Nous avons tourné durant un mois en Bretagne, avec une soixantaine de figurants, en majorité bretons, et chasseurs. Nous avons été merveilleusement accueillis, aussi bien par les veneurs, les fauconniers, les chasseurs à tir… Et puis, la Bretagne est une région tellement propice : une campagne magnifique, variée, où calvaires et églises confèrent une atmosphère extraordinaire. Tous ces facteurs ont concouru, je crois, à donner au film une dimension à la fois humaine, esthétique et, je l’espère, juste. La chasse a besoin d’être montrée dans sa beauté, son authenticité ; loin des clichés que l’on véhicule sur elle.

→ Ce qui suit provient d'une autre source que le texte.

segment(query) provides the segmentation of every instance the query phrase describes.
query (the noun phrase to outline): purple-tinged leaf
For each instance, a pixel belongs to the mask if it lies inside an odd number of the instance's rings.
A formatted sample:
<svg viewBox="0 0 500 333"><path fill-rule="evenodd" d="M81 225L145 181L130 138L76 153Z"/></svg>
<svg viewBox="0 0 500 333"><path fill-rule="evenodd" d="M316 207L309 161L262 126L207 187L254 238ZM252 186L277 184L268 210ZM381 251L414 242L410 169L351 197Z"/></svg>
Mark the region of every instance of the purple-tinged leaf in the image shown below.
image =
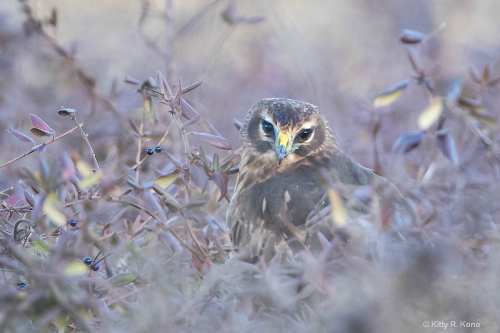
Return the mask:
<svg viewBox="0 0 500 333"><path fill-rule="evenodd" d="M472 64L469 66L468 74L472 81L478 84L481 84L481 74L476 66Z"/></svg>
<svg viewBox="0 0 500 333"><path fill-rule="evenodd" d="M52 132L40 130L40 128L37 128L34 127L30 128L30 132L32 132L32 134L34 134L37 136L50 136L54 134Z"/></svg>
<svg viewBox="0 0 500 333"><path fill-rule="evenodd" d="M205 122L205 124L208 128L212 132L212 134L217 136L222 136L222 135L217 130L217 128L212 124L212 123L210 122Z"/></svg>
<svg viewBox="0 0 500 333"><path fill-rule="evenodd" d="M496 84L498 84L499 83L500 83L500 75L498 76L496 76L488 81L488 86L496 86Z"/></svg>
<svg viewBox="0 0 500 333"><path fill-rule="evenodd" d="M34 147L32 148L32 150L34 150L35 152L40 154L45 152L45 150L46 148L47 148L47 145L46 144L44 143L42 144L38 144L38 146L34 146Z"/></svg>
<svg viewBox="0 0 500 333"><path fill-rule="evenodd" d="M196 133L196 132L191 132L188 135L192 134L199 138L204 141L207 142L214 147L224 149L226 150L231 150L231 143L228 140L221 136L212 136L211 134L206 133Z"/></svg>
<svg viewBox="0 0 500 333"><path fill-rule="evenodd" d="M202 116L200 114L198 114L196 116L195 116L194 118L193 118L191 120L189 120L185 124L184 124L184 126L189 126L190 125L192 125L194 124L196 124L198 122L198 120L199 120L201 118L202 118Z"/></svg>
<svg viewBox="0 0 500 333"><path fill-rule="evenodd" d="M408 58L410 60L410 62L412 64L412 67L413 68L414 70L419 74L423 73L424 64L420 58L420 54L412 48L409 48L408 50Z"/></svg>
<svg viewBox="0 0 500 333"><path fill-rule="evenodd" d="M22 142L32 142L34 144L35 143L34 140L30 136L21 133L18 130L7 130Z"/></svg>
<svg viewBox="0 0 500 333"><path fill-rule="evenodd" d="M468 108L480 108L482 104L480 100L468 97L460 98L458 102L461 105Z"/></svg>
<svg viewBox="0 0 500 333"><path fill-rule="evenodd" d="M174 96L174 100L170 101L169 105L170 107L172 108L177 108L178 110L180 107L180 90L177 90L176 92L176 96ZM182 116L184 116L182 114ZM185 118L186 118L186 116L184 116Z"/></svg>
<svg viewBox="0 0 500 333"><path fill-rule="evenodd" d="M182 88L182 91L180 92L181 94L186 94L186 92L189 92L193 89L198 88L202 85L204 82L204 80L201 80L198 81L198 82L195 82L192 84L190 84L185 88Z"/></svg>
<svg viewBox="0 0 500 333"><path fill-rule="evenodd" d="M238 168L232 168L226 172L226 174L234 174L240 172L240 169Z"/></svg>
<svg viewBox="0 0 500 333"><path fill-rule="evenodd" d="M208 176L203 168L194 164L189 166L189 174L192 182L202 190L202 193L206 190Z"/></svg>
<svg viewBox="0 0 500 333"><path fill-rule="evenodd" d="M243 123L238 120L236 118L233 118L232 123L234 124L234 126L236 126L236 128L238 130L241 130L242 128L243 127Z"/></svg>
<svg viewBox="0 0 500 333"><path fill-rule="evenodd" d="M415 148L427 135L425 130L415 130L403 133L392 146L392 152L396 154L404 154Z"/></svg>
<svg viewBox="0 0 500 333"><path fill-rule="evenodd" d="M170 87L168 86L168 84L166 82L166 79L163 76L163 74L158 70L156 72L156 78L158 79L158 85L159 86L160 92L163 94L164 96L167 98L170 98L172 96L172 92L170 92ZM167 87L168 88L167 88Z"/></svg>
<svg viewBox="0 0 500 333"><path fill-rule="evenodd" d="M73 161L66 152L64 152L58 158L58 170L64 180L70 178L76 172Z"/></svg>
<svg viewBox="0 0 500 333"><path fill-rule="evenodd" d="M436 144L441 152L448 158L453 165L458 164L458 158L456 154L456 148L455 147L455 142L450 134L450 129L448 130L442 130L440 134L436 132Z"/></svg>
<svg viewBox="0 0 500 333"><path fill-rule="evenodd" d="M58 111L58 113L59 114L60 116L69 116L70 114L72 114L76 112L76 110L74 108L62 108Z"/></svg>
<svg viewBox="0 0 500 333"><path fill-rule="evenodd" d="M150 78L142 83L142 85L140 86L140 90L154 90L158 88L156 82L154 82L152 78Z"/></svg>
<svg viewBox="0 0 500 333"><path fill-rule="evenodd" d="M214 172L211 176L214 182L216 184L219 190L220 191L220 196L218 202L220 201L228 194L228 180L229 177L225 174Z"/></svg>
<svg viewBox="0 0 500 333"><path fill-rule="evenodd" d="M442 126L444 126L444 120L446 120L446 117L441 115L441 116L439 118L438 120L438 122L436 122L436 130L440 130L442 129Z"/></svg>
<svg viewBox="0 0 500 333"><path fill-rule="evenodd" d="M158 124L158 114L156 112L156 104L153 102L152 98L146 94L142 95L142 108L153 124Z"/></svg>
<svg viewBox="0 0 500 333"><path fill-rule="evenodd" d="M208 204L208 202L204 200L192 200L190 201L182 206L183 210L192 210L194 208L196 208L197 207L200 207L204 204Z"/></svg>
<svg viewBox="0 0 500 333"><path fill-rule="evenodd" d="M214 158L212 158L212 170L219 172L218 154L216 152L214 154Z"/></svg>
<svg viewBox="0 0 500 333"><path fill-rule="evenodd" d="M426 36L425 34L418 31L404 29L403 30L402 34L400 38L400 40L406 44L416 44L422 42Z"/></svg>
<svg viewBox="0 0 500 333"><path fill-rule="evenodd" d="M140 81L136 78L134 78L132 76L128 76L128 75L125 76L125 82L128 84L140 84Z"/></svg>
<svg viewBox="0 0 500 333"><path fill-rule="evenodd" d="M38 116L36 114L30 114L32 118L32 122L33 124L33 127L38 128L38 130L41 130L43 132L48 134L48 135L54 135L56 134L56 132L50 128L50 126L48 125L45 122L42 120L40 117ZM33 133L34 134L34 133ZM36 135L36 134L35 134Z"/></svg>
<svg viewBox="0 0 500 333"><path fill-rule="evenodd" d="M240 154L236 154L228 160L228 162L223 164L219 168L220 172L226 172L233 166L236 166L241 160L242 156Z"/></svg>
<svg viewBox="0 0 500 333"><path fill-rule="evenodd" d="M176 168L180 170L182 170L184 168L182 168L182 164L180 162L180 161L176 158L174 155L166 150L164 150L164 153L166 155L167 157L170 158L170 160L172 161L172 163L176 166Z"/></svg>
<svg viewBox="0 0 500 333"><path fill-rule="evenodd" d="M448 108L456 104L462 94L462 78L457 78L452 81L446 92L446 104Z"/></svg>
<svg viewBox="0 0 500 333"><path fill-rule="evenodd" d="M30 192L28 192L27 190L24 190L24 198L26 200L26 202L28 203L28 204L32 207L34 208L35 205L36 204L36 200L34 200L33 196Z"/></svg>
<svg viewBox="0 0 500 333"><path fill-rule="evenodd" d="M184 98L180 98L180 110L182 111L182 116L188 120L191 120L199 114Z"/></svg>

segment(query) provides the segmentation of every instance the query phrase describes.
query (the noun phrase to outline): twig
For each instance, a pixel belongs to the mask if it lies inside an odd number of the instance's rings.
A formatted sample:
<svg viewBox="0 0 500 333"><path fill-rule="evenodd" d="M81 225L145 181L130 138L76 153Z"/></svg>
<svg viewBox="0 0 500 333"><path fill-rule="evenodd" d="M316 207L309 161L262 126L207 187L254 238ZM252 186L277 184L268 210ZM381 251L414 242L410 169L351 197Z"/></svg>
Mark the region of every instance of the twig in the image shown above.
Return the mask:
<svg viewBox="0 0 500 333"><path fill-rule="evenodd" d="M90 146L90 142L88 141L88 134L84 132L84 129L82 128L82 126L76 121L76 116L75 114L72 114L70 116L71 116L72 120L74 120L74 122L76 123L78 127L80 128L80 130L82 131L82 137L84 138L85 142L87 144L87 146L88 146L88 149L90 151L90 156L92 156L92 160L94 160L94 164L96 166L96 169L98 171L99 171L100 168L99 168L99 164L97 162L97 159L96 158L96 153L94 152L94 150L92 149L92 146Z"/></svg>
<svg viewBox="0 0 500 333"><path fill-rule="evenodd" d="M80 124L78 124L78 126L80 126ZM56 140L58 140L59 139L60 139L60 138L62 138L63 136L67 136L68 134L70 134L70 133L71 133L72 132L73 132L74 130L76 130L76 128L78 128L78 126L76 126L72 128L71 130L68 130L67 132L66 132L66 133L62 134L60 136L56 136L56 138L53 138L52 140L50 140L50 141L48 141L48 142L45 142L45 144L48 145L48 144L52 144L52 142L54 142L56 141ZM34 152L34 150L30 150L29 152L25 152L24 154L22 154L20 156L18 156L18 157L16 158L14 160L10 160L8 161L8 162L6 162L4 164L2 164L1 166L0 166L0 168L4 168L6 166L8 166L8 164L10 164L11 163L12 163L14 162L15 162L16 161L18 160L20 160L21 158L22 158L24 156L26 156L26 155L29 155L31 153L33 152Z"/></svg>

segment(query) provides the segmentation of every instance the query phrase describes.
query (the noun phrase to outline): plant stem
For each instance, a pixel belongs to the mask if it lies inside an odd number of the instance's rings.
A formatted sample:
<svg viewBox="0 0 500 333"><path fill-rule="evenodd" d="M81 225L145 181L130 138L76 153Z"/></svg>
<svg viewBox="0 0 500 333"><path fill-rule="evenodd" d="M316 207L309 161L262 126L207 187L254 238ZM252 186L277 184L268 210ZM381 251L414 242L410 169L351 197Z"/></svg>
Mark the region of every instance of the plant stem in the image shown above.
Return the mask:
<svg viewBox="0 0 500 333"><path fill-rule="evenodd" d="M100 168L99 168L99 164L97 162L97 158L96 158L96 153L94 152L94 150L92 149L92 146L90 146L90 142L88 141L88 134L84 132L84 129L82 128L80 124L78 123L78 122L76 121L76 116L74 114L72 114L72 118L80 128L80 131L82 132L82 137L85 140L85 142L87 144L87 146L88 146L88 150L90 151L90 156L92 156L92 160L94 160L94 164L96 166L96 170L99 171L100 170Z"/></svg>
<svg viewBox="0 0 500 333"><path fill-rule="evenodd" d="M78 126L80 126L80 124L78 124ZM60 134L58 136L56 136L56 138L53 138L50 141L48 141L48 142L45 142L45 144L48 145L48 144L52 144L52 142L54 142L56 141L56 140L58 140L59 139L60 139L60 138L62 138L63 136L66 136L68 134L70 134L70 133L71 133L72 132L73 132L74 130L76 130L76 128L78 128L78 126L76 126L75 127L74 127L72 128L70 130L68 131L66 133L64 133L63 134ZM8 164L10 164L11 163L12 163L13 162L15 162L16 161L18 160L20 160L21 158L22 158L24 156L26 156L26 155L29 155L31 153L33 152L34 152L34 150L30 150L29 152L25 152L24 154L22 154L20 156L18 156L18 157L16 158L14 160L10 160L8 161L8 162L6 162L4 164L2 164L1 166L0 166L0 168L4 168L6 166L8 166Z"/></svg>

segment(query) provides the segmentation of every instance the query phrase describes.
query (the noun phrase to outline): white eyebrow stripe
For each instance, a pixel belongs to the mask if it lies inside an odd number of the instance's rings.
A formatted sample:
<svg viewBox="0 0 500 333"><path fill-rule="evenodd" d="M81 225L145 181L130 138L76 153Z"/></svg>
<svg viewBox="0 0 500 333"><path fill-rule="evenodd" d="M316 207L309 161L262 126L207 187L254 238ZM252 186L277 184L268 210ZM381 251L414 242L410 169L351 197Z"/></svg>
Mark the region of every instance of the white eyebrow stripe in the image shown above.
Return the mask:
<svg viewBox="0 0 500 333"><path fill-rule="evenodd" d="M300 130L310 130L314 127L316 127L318 124L315 121L308 122L304 122L304 124L302 125L302 127L300 128Z"/></svg>

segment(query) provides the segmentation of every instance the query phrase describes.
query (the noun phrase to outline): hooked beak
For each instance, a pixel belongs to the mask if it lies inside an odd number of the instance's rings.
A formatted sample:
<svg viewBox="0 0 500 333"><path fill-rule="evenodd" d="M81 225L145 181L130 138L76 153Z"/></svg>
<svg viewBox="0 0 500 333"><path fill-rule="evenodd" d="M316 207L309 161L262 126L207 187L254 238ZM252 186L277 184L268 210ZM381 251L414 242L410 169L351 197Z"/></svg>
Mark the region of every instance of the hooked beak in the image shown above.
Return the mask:
<svg viewBox="0 0 500 333"><path fill-rule="evenodd" d="M290 152L290 148L288 148L290 143L290 137L286 133L282 133L280 136L278 140L278 148L276 148L276 154L278 156L278 163L281 165L283 159Z"/></svg>

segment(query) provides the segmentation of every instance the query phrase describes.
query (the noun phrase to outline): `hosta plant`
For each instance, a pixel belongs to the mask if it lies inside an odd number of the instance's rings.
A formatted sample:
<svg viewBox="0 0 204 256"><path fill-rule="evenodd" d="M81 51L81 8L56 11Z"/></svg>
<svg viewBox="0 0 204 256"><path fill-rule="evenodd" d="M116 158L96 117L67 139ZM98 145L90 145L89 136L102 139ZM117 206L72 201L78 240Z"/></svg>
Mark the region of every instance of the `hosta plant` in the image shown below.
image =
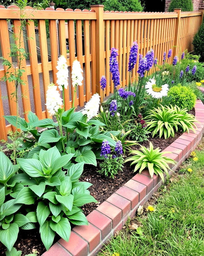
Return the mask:
<svg viewBox="0 0 204 256"><path fill-rule="evenodd" d="M128 157L125 160L125 162L131 161L131 166L136 165L134 172L139 170L139 173L140 173L144 169L147 169L152 178L154 173L159 175L163 182L163 173L168 177L168 170L170 170L168 164L175 164L176 162L169 157L163 155L168 152L160 152L160 151L159 148L154 149L153 145L150 142L149 148L141 146L140 150L130 150L130 153L134 155Z"/></svg>
<svg viewBox="0 0 204 256"><path fill-rule="evenodd" d="M180 114L175 112L173 108L164 107L149 110L145 117L147 125L147 130L152 133L154 137L159 135L160 138L163 135L165 139L170 136L174 136L174 130L178 130Z"/></svg>

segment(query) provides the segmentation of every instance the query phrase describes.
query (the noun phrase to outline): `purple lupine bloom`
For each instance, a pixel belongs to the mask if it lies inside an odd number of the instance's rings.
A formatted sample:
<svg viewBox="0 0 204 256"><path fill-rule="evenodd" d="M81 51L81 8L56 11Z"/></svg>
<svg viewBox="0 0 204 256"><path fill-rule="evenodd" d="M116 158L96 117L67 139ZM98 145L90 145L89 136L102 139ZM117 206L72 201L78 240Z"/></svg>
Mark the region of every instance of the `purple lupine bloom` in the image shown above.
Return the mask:
<svg viewBox="0 0 204 256"><path fill-rule="evenodd" d="M143 77L144 75L144 73L147 70L147 61L145 57L143 57L142 55L140 54L139 61L139 68L137 71L137 73L141 77Z"/></svg>
<svg viewBox="0 0 204 256"><path fill-rule="evenodd" d="M129 106L130 107L131 106L132 106L132 105L133 104L133 100L131 100L129 102Z"/></svg>
<svg viewBox="0 0 204 256"><path fill-rule="evenodd" d="M102 76L101 77L100 81L100 85L101 88L103 91L104 91L104 89L106 87L106 79L105 76Z"/></svg>
<svg viewBox="0 0 204 256"><path fill-rule="evenodd" d="M112 74L112 80L113 81L116 88L120 84L120 74L117 56L118 55L118 50L115 48L112 48L110 59L110 71Z"/></svg>
<svg viewBox="0 0 204 256"><path fill-rule="evenodd" d="M177 56L175 56L173 60L172 64L174 66L175 66L176 65L177 61L178 61L178 57Z"/></svg>
<svg viewBox="0 0 204 256"><path fill-rule="evenodd" d="M128 92L125 91L123 88L120 88L118 91L118 94L121 98L126 99L129 96Z"/></svg>
<svg viewBox="0 0 204 256"><path fill-rule="evenodd" d="M189 71L190 69L190 66L189 66L189 65L188 65L186 67L186 73L188 73L188 71Z"/></svg>
<svg viewBox="0 0 204 256"><path fill-rule="evenodd" d="M133 97L135 97L136 95L134 92L128 92L128 96L133 96Z"/></svg>
<svg viewBox="0 0 204 256"><path fill-rule="evenodd" d="M157 64L157 58L155 58L154 60L154 65L155 66Z"/></svg>
<svg viewBox="0 0 204 256"><path fill-rule="evenodd" d="M111 153L110 147L108 141L104 141L102 142L101 150L101 156L104 156L107 158L107 155Z"/></svg>
<svg viewBox="0 0 204 256"><path fill-rule="evenodd" d="M195 66L194 66L194 67L192 69L192 70L191 70L191 72L192 73L192 75L194 75L196 74L196 69L197 69L197 67L196 65L195 65Z"/></svg>
<svg viewBox="0 0 204 256"><path fill-rule="evenodd" d="M148 71L152 66L154 63L154 53L152 49L149 51L146 54L145 57L147 61L147 66L146 70L147 71Z"/></svg>
<svg viewBox="0 0 204 256"><path fill-rule="evenodd" d="M111 115L113 116L115 115L114 112L115 112L117 110L117 101L116 101L116 100L113 100L110 102L110 107L109 109L109 110L110 112L110 114Z"/></svg>
<svg viewBox="0 0 204 256"><path fill-rule="evenodd" d="M181 78L183 76L183 75L184 72L183 70L181 70L181 72L180 72L180 75L179 76L179 78Z"/></svg>
<svg viewBox="0 0 204 256"><path fill-rule="evenodd" d="M172 49L169 49L168 52L168 54L167 55L167 57L168 59L170 58L172 54Z"/></svg>
<svg viewBox="0 0 204 256"><path fill-rule="evenodd" d="M133 45L130 48L130 55L129 57L129 62L128 71L129 72L131 71L135 67L137 62L137 58L138 45L137 42L133 42Z"/></svg>
<svg viewBox="0 0 204 256"><path fill-rule="evenodd" d="M115 152L116 154L119 155L123 153L122 145L120 141L118 141L116 144Z"/></svg>
<svg viewBox="0 0 204 256"><path fill-rule="evenodd" d="M164 62L166 60L166 53L165 51L164 53L163 57L163 62Z"/></svg>

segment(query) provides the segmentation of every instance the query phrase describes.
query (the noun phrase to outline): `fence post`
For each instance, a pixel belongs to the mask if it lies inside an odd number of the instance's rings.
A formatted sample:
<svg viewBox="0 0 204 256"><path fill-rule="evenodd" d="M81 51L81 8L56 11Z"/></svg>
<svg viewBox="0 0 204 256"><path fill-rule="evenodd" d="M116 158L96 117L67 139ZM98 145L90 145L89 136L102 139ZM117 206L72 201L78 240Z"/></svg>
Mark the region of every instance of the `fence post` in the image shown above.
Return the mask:
<svg viewBox="0 0 204 256"><path fill-rule="evenodd" d="M200 7L198 11L200 12L201 13L202 13L202 16L201 16L201 24L202 24L202 23L203 22L203 14L204 13L204 7Z"/></svg>
<svg viewBox="0 0 204 256"><path fill-rule="evenodd" d="M180 39L180 16L181 14L181 8L178 8L174 9L174 12L177 13L178 16L176 23L175 37L174 42L174 47L173 49L173 56L175 56L178 53L178 47Z"/></svg>
<svg viewBox="0 0 204 256"><path fill-rule="evenodd" d="M96 92L101 96L102 100L103 91L100 86L100 80L101 77L104 75L105 68L104 54L105 51L105 38L103 27L103 12L104 5L91 5L91 9L94 10L96 13L97 19L95 24L95 57L96 82ZM94 75L94 74L92 74Z"/></svg>

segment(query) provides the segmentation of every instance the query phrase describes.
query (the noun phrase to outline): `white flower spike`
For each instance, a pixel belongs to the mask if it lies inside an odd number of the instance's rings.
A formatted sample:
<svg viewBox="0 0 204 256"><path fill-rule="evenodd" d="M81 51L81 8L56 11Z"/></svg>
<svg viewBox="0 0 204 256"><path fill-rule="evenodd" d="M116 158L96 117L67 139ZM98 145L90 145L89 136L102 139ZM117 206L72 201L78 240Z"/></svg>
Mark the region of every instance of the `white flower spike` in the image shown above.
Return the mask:
<svg viewBox="0 0 204 256"><path fill-rule="evenodd" d="M79 61L75 60L72 64L72 86L74 87L77 85L80 86L82 85L82 81L84 79L83 76L83 71L81 67Z"/></svg>
<svg viewBox="0 0 204 256"><path fill-rule="evenodd" d="M59 57L57 63L56 68L58 72L56 73L57 83L60 90L62 91L63 85L65 89L67 89L68 86L68 66L67 64L67 60L63 55Z"/></svg>
<svg viewBox="0 0 204 256"><path fill-rule="evenodd" d="M94 94L86 104L84 110L82 111L83 115L86 115L87 121L95 116L98 113L100 105L100 97L97 93Z"/></svg>
<svg viewBox="0 0 204 256"><path fill-rule="evenodd" d="M62 100L57 88L54 84L50 84L48 86L46 93L45 105L48 111L52 115L56 114L63 104Z"/></svg>
<svg viewBox="0 0 204 256"><path fill-rule="evenodd" d="M150 78L145 86L147 92L151 95L153 98L159 99L163 97L167 96L169 90L169 85L167 84L163 84L161 87L158 86L156 84L156 80L154 77Z"/></svg>

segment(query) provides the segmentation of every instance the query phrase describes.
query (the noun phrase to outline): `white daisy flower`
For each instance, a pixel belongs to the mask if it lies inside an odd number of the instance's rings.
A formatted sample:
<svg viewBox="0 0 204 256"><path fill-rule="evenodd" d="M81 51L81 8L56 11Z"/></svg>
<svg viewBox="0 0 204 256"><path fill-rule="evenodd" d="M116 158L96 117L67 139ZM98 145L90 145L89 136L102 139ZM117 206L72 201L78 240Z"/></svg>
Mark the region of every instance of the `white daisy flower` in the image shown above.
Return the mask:
<svg viewBox="0 0 204 256"><path fill-rule="evenodd" d="M167 96L169 90L169 85L167 84L163 84L161 87L157 85L154 77L150 79L145 85L145 87L147 89L146 92L148 94L152 95L153 98L157 99Z"/></svg>

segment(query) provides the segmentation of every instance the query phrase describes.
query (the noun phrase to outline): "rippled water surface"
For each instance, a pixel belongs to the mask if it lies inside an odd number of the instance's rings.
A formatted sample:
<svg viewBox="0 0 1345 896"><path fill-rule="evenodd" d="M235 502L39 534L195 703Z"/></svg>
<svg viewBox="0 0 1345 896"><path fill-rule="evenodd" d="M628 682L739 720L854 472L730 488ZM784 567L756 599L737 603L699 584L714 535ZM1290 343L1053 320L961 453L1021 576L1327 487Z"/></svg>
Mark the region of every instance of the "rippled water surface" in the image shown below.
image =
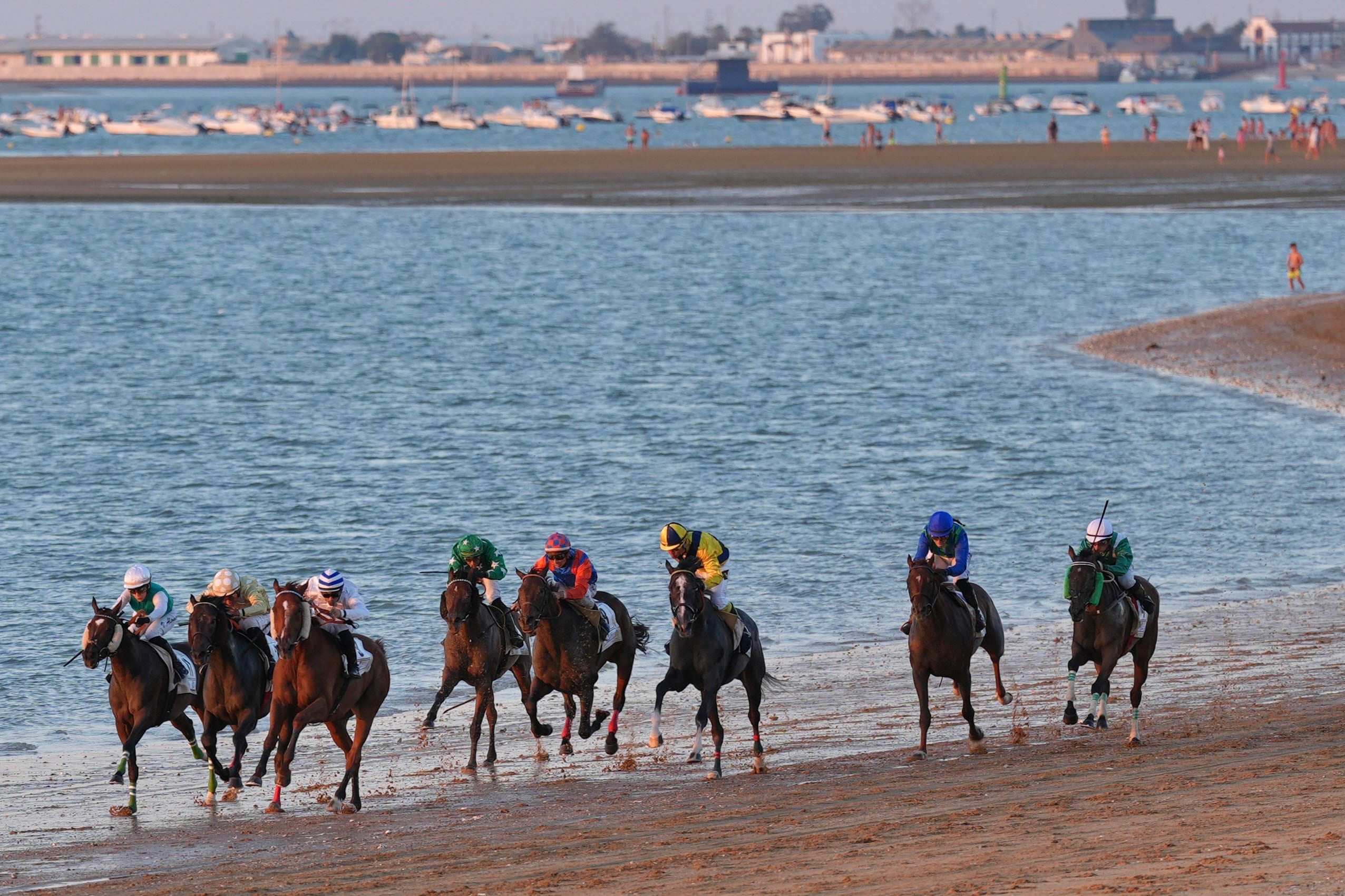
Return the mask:
<svg viewBox="0 0 1345 896"><path fill-rule="evenodd" d="M706 528L775 654L894 637L940 506L1010 625L1061 614L1108 498L1169 602L1342 578L1337 418L1071 348L1270 294L1295 238L1340 283L1332 214L0 215L5 743L110 736L59 664L133 562L179 602L342 568L393 708L437 680L417 571L469 531L511 566L568 532L659 645L658 529Z"/></svg>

Mais ce tournage a aussi permis aux membres de mon équipe – parmi lesquels plusieurs n’étaient pas très favorables à la chasse ! – de découvrir un univers qu’ils ignoraient, des gens chaleureux et amoureux de la nature, notamment lors des repas. Cela, également, a constitué une belle expérience…

Dernière question : on sait que, pour chacun de vos films, vous avez dû faire preuve de beaucoup de ténacité afin de rassembler les fonds nécessaires. Qu’en a-t-il été du Corps sauvage ?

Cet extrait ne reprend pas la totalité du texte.